PixVerve: 대규모 고품질 데이터셋을 활용한 100MP 네이티브 초고해상도 이미지 생성의 발전

초록

최근 Text-to-Image (T2I) 모델은 약 1K 및 2K 해상도에서 눈에 띄는 진전을 보여왔다. 더 나은 시각적 경험에 대한 극심한 요구와 이미징 기술의 급속한 발전에 힘입어, 초고해상도(UHR) 이미지 생성에 대한 수요가 크게 증가하였다. 그러나 UHR 이미지 생성은 고해상도 콘텐츠의 희소성과 복잡성으로 인해 큰 도전 과제를 안고 있다. 본 논문에서는 먼저 신중하게 설계된 데이터 파이프라인을 통해 구축된 고품질 오픈소스 UHR T2I 데이터셋인 PixVerve-95K를 소개한다. 이 데이터셋은 다양한 시나리오(각 이미지는 최소 1억 화소 이상)에 걸친 95,000개의 이미지와 7차원의 주석을 포함한다. 이 대규모 이미지-텍스트 데이터셋을 기반으로, 우리는 세 가지 훈련 방식을 통해 다양한 T2I 기반 모델을 네이티브 1억 화소 생성으로 확장하는 선구적인 단계를 수행한다. 마지막으로, 기존 평가 지표와 멀티모달 대규모 언어 모델 기반 평가를 모두 활용하여, 제안하는 PixVerve-Bench 벤치마크는 시각적 품질과 의미적 정렬을 포괄하는 UHR 이미지에 대한 종합적인 평가 프로토콜을 수립한다. 우리의 벤치마크에 대한 광범위한 실험 결과와 훈련 전략에 대한 건설적인 탐구는 향후 돌파구에 대한 귀중한 통찰력을 함께 제공한다.

English

Text-to-Image (T2I) models have recently seen notable progress around 1K and 2K resolution. With the extreme desire for better visual experience and the rapid development of imaging technology, the demand for Ultra-High-Resolution (UHR) image generation has grown significantly.

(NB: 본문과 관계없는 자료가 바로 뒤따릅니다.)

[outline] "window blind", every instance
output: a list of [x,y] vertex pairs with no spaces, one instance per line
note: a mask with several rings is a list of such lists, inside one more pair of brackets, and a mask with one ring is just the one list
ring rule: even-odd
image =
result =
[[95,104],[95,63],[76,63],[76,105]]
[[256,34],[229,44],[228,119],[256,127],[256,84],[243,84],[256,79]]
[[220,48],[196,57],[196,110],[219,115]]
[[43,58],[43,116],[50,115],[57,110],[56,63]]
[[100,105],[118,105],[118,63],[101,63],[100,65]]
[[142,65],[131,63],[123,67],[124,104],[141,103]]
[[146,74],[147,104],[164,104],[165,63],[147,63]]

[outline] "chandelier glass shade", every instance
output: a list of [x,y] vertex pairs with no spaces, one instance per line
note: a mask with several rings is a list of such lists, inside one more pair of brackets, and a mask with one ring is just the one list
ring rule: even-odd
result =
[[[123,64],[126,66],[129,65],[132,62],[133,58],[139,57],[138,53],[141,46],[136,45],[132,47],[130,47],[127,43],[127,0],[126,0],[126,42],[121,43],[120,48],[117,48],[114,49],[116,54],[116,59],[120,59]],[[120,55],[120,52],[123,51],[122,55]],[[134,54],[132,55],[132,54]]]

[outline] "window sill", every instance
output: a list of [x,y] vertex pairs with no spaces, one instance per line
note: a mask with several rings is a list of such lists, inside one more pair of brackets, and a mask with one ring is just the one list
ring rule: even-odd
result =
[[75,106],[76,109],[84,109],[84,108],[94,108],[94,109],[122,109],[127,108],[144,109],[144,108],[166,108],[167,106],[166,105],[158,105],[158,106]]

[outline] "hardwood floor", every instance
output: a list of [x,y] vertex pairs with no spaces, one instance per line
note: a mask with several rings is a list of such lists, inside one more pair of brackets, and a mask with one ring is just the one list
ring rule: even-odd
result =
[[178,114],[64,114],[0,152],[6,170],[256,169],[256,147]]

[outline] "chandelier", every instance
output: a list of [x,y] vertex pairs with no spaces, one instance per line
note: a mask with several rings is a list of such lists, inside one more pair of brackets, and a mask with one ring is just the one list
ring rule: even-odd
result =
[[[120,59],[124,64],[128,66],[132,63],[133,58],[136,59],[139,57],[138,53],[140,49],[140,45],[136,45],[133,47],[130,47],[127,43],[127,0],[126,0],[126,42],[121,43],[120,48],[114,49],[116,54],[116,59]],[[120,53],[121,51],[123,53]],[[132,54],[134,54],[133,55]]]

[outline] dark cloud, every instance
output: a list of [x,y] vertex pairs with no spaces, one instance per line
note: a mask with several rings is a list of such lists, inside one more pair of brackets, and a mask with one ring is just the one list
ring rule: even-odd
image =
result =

However, UHR image generation poses great challenges due to the scarcity and complexity of high-resolution content. In this paper, we first introduce PixVerve-95K, a high-quality, open-source UHR T2I dataset curated with a carefully designed data pipeline, which contains 95K images across diverse scenarios (each image has a minimum pixel-count of 100M) and seven-dimensional annotations. Based on our large-scale image-text dataset, we take a pioneering step to extend various T2I foundation models to native 100MP generation with three training schemes. Finally, leveraging both conventional metrics and multimodal large language model-based assessments, our proposed PixVerve-Bench benchmark establishes a comprehensive evaluation protocol for UHR images encompassing visual quality and semantic alignment. Extensive experimental results on our benchmark and the constructive exploration of training strategies collaboratively provide valuable insights for future breakthroughs.